Però non poteva trattarlo così solo per degli stupidi dolori, cavolo! E poi il loro rituale?
-Levi, aspetta! La caffetteria è dall’altra parte! Levi. Levi! –
Gli corse dietro, mentre l’altro aumentava il passo per potergli scappare.
I loro amici gli osservavano divertiti, ridendo o limitandosi a dei sorrisi, mentre guardavano la coppia che “litigava” proprio come degli sposini. Ah… vedere quelle scene poteva davvero riscaldare l’ambiente, soprattutto durante le fredde mattinate d’inverno come quelle. L’amore era davvero caldo.
 
 
 
Angolo Autrice:
Okay… i personaggi sono leggermente OOC, no? Bene, non uccidetemi se pensate che Levi sembri troppo dolcioso! Cioè… Isayama l’ha detto chiaro e tondo che sia Eren che Levi in una relazione sarebbero super impacciati e imbarazzati!
Quindi nulla, spero vi sia piaciuta la mia piccola (*cofcof*lunga*cofcof*) OS.
È una storia scritta senza pretese e partorita dalla mia mente dopo la mia prima esperienza sul ghiaccio con la mia ragazza. Si, la scena della pista è per metà vera (togliete bacio e qualche frase e siamo lì).
Una fluff che in realtà non era dedicata per nulla al 14 febbraio, ma che per colpa degli impegni e della mia testa troppo impegnata con lo studio non ho avuto il tempo di finire.
Doveva essere molto più corta, tutta la parte descrittiva di Eren e i suoi pensieri non doveva esserci, non doveva essere un AUreincarnation così evidente, non doveva nemmeno esserla, in realtà, dovevano solo pattinare, ma dopo la prima riga Eren mi ha come chiesto di esprimere i suoi sentimenti, far vedere azioni che si possono compiere ogni giorno, l’incanto di una nevicata e l’amore che si può provare verso una persona. Ed eccomi qui con questo papiro.
 
Spero che tutte e tutti gli ereri shipper(s?) che hanno letto la storia l’abbiano apprezzata e non l’abbiano trovata in qualche modo offensiva verso la coppia, dato che non era mia intenzione essendo la mia OTP, ma scrivendo per la prima volta qualcosa su questi due stupendi ragazzi, su AOT o comunque a tema yaoi non so davvero come possa essere venuta.
Spero di non aver reso Eren effemminato, dato che è proprio tutto tranne quello, Levi troppo mieloso, cosa che non è affatto, e di avervi, se non fatto battere il cuore, almeno sorridere.
 
Per errori di battitura scusatemi. Si accettano critiche costruttive di ogni genere.

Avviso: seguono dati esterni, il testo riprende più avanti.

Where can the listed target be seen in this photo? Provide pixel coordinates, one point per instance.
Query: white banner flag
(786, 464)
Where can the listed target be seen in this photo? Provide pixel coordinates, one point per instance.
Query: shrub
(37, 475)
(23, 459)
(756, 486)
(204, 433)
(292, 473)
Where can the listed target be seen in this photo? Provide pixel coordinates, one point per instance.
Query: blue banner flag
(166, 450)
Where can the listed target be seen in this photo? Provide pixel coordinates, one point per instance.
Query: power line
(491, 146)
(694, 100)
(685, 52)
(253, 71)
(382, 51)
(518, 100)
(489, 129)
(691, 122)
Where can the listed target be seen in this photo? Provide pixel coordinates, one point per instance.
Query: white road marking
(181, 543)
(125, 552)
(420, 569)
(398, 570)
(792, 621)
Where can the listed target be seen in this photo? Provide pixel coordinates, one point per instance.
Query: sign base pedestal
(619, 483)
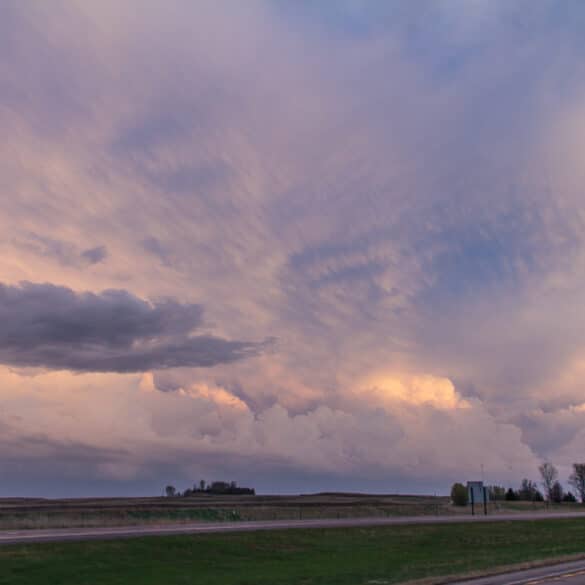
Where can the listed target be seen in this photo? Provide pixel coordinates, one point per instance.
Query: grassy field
(40, 513)
(295, 557)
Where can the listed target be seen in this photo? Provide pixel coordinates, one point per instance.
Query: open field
(79, 513)
(357, 556)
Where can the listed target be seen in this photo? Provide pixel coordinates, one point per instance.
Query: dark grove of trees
(222, 488)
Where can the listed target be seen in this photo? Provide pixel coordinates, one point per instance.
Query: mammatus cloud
(113, 331)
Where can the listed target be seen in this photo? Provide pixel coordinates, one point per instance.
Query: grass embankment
(294, 557)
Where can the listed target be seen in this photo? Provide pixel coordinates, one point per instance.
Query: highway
(109, 533)
(561, 574)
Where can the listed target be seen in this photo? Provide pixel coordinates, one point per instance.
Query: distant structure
(478, 495)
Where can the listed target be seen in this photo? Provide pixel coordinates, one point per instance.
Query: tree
(557, 493)
(459, 494)
(528, 490)
(577, 480)
(549, 475)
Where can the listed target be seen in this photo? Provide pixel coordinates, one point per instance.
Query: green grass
(356, 556)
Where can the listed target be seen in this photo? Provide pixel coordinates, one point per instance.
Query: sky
(299, 245)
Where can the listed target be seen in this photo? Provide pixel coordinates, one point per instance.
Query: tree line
(552, 489)
(214, 488)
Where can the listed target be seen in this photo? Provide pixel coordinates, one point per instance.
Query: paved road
(563, 574)
(64, 534)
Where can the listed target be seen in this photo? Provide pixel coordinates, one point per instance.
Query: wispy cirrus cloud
(384, 187)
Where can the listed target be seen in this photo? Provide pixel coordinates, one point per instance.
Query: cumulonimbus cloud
(54, 327)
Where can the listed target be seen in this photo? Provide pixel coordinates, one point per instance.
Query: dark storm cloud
(114, 331)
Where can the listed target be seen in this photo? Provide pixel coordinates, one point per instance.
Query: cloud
(95, 255)
(112, 331)
(393, 191)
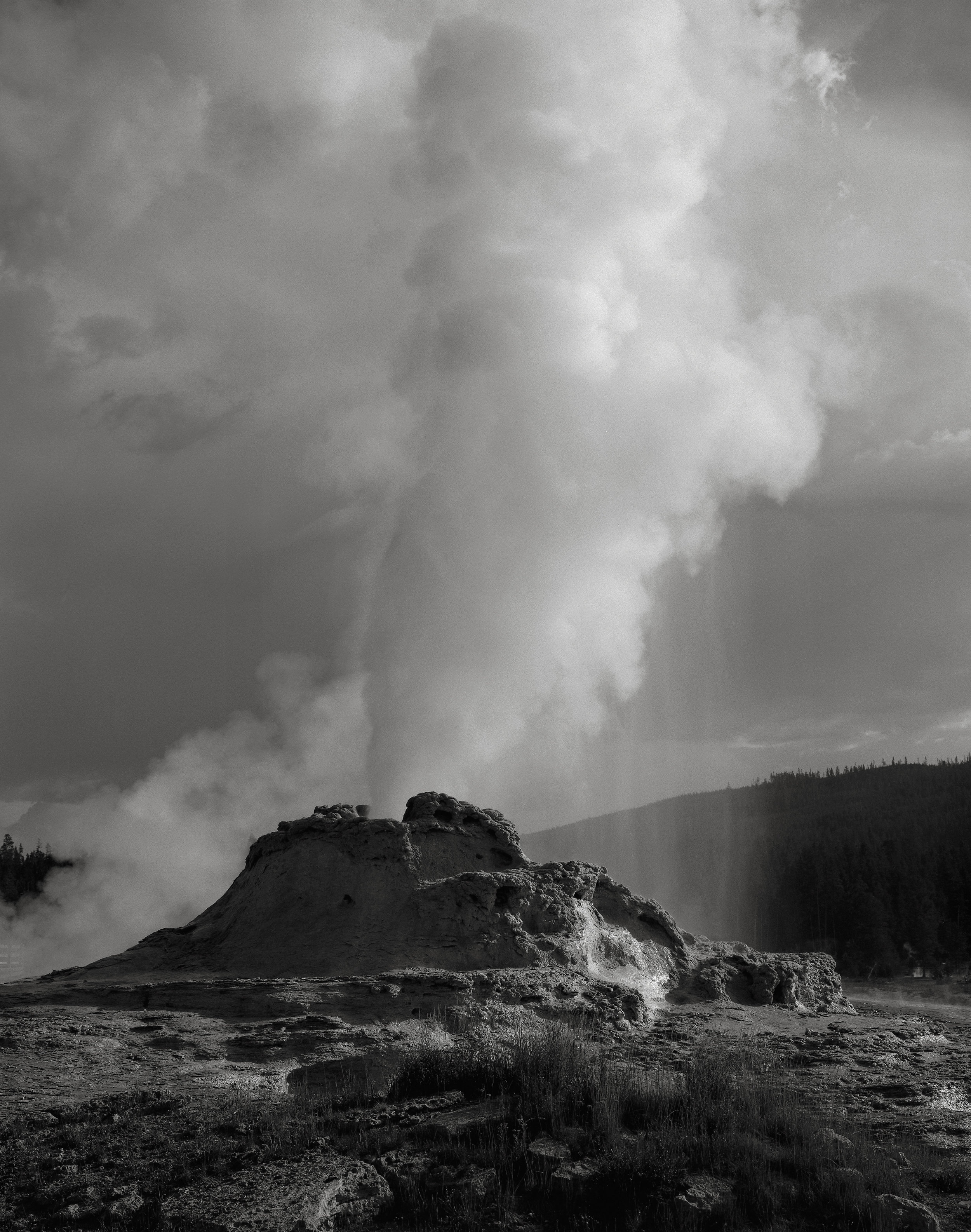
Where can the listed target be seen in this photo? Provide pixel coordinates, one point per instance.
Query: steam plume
(494, 323)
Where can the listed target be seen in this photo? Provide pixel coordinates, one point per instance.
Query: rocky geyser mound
(449, 887)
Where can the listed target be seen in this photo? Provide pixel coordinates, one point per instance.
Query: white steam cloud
(451, 264)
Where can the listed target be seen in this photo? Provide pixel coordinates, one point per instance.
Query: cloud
(158, 853)
(432, 293)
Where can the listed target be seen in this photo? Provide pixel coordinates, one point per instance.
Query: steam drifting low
(454, 267)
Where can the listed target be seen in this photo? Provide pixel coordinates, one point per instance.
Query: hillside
(870, 863)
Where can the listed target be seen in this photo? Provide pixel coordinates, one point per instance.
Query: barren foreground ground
(271, 1107)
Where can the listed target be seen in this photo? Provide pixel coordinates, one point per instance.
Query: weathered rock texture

I numeri delle scarpe sono quelli? Bho. Ne ignoro totalmente la veridicità, dato che non ho trovato nulla a riguardo e ho tirato ad indovinare. Levi è pur sempre piccolo, ed è più alto di me, quindi mi sono un po’ basata sul mio numero e su come cambia da persona a persona. Per Eren uguale, pensando però al fatto che ha una certa altezza ed età.
Gli altri personaggi non sono ben presi in considerazione, lo so, e sinceramente credo ci siano molte lacune… ma il senso generale c’è, no? L’amore semplice e pure tra due persone.
 
Titolo leggermente a caso, e bho. Niente.
 
Con questo mi dileguo e vado a mangiare cioccolato, perché pur odiando San Valentino è una buona scusa per ingozzarsi di dolci.
 
Un bacione.
Blue.

P.S: l'immagine sopra non so chi l'abbia fatta, ma tutti i crediti vanno all'artista.